L’idée de l’au-delà de l’ontologique, que le non-poétique
ramène en deçà, persiste et se développe dans les deux autres solutions à la
crise : l’exploitation du voisinage à la réalité dans le rapport de
connaissance et la naturalisation de ce rapport. La naturalisation comme
dernière solution épistémologique à la consommation fait encore partie du
même problème.
Nous utilisons le Réel de la non-philosophie comme modèle
d’immanence en soi. Cette utilisation est interne au poétique et au
non-poétique. Pour cette raison, il ne s’agit pas d’un usage
non-philosophique. Le Réel apparait en soi sans rapport avec l’immanence en
soi que nous utilisions.
Le passage par le poétique et le non-poétique comme
conclusion de notre travail n’est donc ni un discours sur la non-philosophie,
ni une interprétation, ni l’application de la discipline non-philosophique.

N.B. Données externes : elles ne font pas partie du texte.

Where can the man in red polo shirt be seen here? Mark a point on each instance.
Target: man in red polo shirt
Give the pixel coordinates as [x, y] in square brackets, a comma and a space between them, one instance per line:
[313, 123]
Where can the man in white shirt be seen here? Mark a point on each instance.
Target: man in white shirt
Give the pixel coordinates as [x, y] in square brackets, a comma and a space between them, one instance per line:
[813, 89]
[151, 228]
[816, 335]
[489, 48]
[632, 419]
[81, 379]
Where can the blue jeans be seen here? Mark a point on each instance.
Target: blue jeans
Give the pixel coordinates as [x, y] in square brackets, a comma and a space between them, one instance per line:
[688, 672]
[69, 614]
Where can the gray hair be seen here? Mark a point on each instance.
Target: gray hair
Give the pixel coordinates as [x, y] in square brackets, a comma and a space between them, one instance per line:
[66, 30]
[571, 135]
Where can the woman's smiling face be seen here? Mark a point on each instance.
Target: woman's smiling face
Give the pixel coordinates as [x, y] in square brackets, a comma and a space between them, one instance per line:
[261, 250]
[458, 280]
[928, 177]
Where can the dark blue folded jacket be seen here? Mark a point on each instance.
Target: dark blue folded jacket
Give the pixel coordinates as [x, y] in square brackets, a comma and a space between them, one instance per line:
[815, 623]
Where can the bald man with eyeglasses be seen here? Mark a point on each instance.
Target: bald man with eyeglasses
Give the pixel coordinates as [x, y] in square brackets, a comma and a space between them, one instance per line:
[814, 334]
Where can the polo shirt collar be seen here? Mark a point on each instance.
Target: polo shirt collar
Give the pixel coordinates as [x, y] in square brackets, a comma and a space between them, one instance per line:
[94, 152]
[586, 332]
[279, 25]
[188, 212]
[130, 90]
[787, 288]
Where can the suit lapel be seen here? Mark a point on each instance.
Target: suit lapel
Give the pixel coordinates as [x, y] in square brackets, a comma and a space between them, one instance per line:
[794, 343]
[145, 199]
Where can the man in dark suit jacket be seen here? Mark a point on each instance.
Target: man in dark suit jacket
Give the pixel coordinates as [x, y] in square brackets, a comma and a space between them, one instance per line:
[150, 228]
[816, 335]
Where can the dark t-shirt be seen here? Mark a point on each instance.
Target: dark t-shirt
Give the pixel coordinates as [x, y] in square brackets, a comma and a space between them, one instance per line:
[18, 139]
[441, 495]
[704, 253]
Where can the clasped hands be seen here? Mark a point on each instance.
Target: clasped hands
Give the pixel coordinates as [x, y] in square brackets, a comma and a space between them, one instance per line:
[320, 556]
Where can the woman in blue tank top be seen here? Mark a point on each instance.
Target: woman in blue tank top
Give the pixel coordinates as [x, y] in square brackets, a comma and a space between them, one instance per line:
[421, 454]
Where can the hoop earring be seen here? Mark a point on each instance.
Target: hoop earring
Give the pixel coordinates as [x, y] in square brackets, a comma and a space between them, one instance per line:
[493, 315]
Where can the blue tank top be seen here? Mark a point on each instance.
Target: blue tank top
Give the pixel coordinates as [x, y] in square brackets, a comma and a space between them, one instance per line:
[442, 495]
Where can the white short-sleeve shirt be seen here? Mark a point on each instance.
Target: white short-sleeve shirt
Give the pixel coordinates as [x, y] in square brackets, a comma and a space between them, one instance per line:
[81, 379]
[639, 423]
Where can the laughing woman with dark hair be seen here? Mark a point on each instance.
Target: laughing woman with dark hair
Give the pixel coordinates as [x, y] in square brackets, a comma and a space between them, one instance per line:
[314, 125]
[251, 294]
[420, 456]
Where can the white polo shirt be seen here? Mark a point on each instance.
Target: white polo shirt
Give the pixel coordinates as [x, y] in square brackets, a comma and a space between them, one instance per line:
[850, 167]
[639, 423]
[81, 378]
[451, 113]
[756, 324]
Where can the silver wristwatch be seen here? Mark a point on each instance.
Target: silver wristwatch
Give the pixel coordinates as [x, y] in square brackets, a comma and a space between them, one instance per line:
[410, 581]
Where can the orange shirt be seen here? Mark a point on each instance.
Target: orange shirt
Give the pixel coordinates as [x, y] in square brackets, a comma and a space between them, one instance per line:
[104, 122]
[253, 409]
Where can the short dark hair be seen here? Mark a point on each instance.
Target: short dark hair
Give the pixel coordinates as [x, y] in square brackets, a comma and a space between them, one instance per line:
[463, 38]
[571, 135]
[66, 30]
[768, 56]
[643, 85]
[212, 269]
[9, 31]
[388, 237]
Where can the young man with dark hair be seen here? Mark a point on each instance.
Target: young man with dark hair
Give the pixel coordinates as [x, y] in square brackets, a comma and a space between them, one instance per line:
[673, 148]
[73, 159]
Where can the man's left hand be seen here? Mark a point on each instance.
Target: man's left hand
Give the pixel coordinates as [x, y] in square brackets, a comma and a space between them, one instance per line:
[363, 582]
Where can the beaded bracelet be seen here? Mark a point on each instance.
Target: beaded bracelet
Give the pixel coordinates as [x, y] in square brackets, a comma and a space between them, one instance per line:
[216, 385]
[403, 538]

Le passage reconnaît la pensée selon le Réel. Elle est rigoureusement la
pensée que la pensée du passage s’efforce de devenir du côté du non-poétique.
Elle essaye d’aménager un espace temporaire, parce qu’il n’y a pas d’espace
de la pensée pour la non-philosophie. Cet espace est quelque chose qui n’a
théoriquement pas lieu d’être. Il sert à se préparer à une rencontre avec la
non-philosophie par une voie détournée, en créant un faux voisinage.
Pages 170-173, 179-180 de l'ouvrage
Philosophie
et non-philosophie du poétique, légèrement remaniées par l'auteur.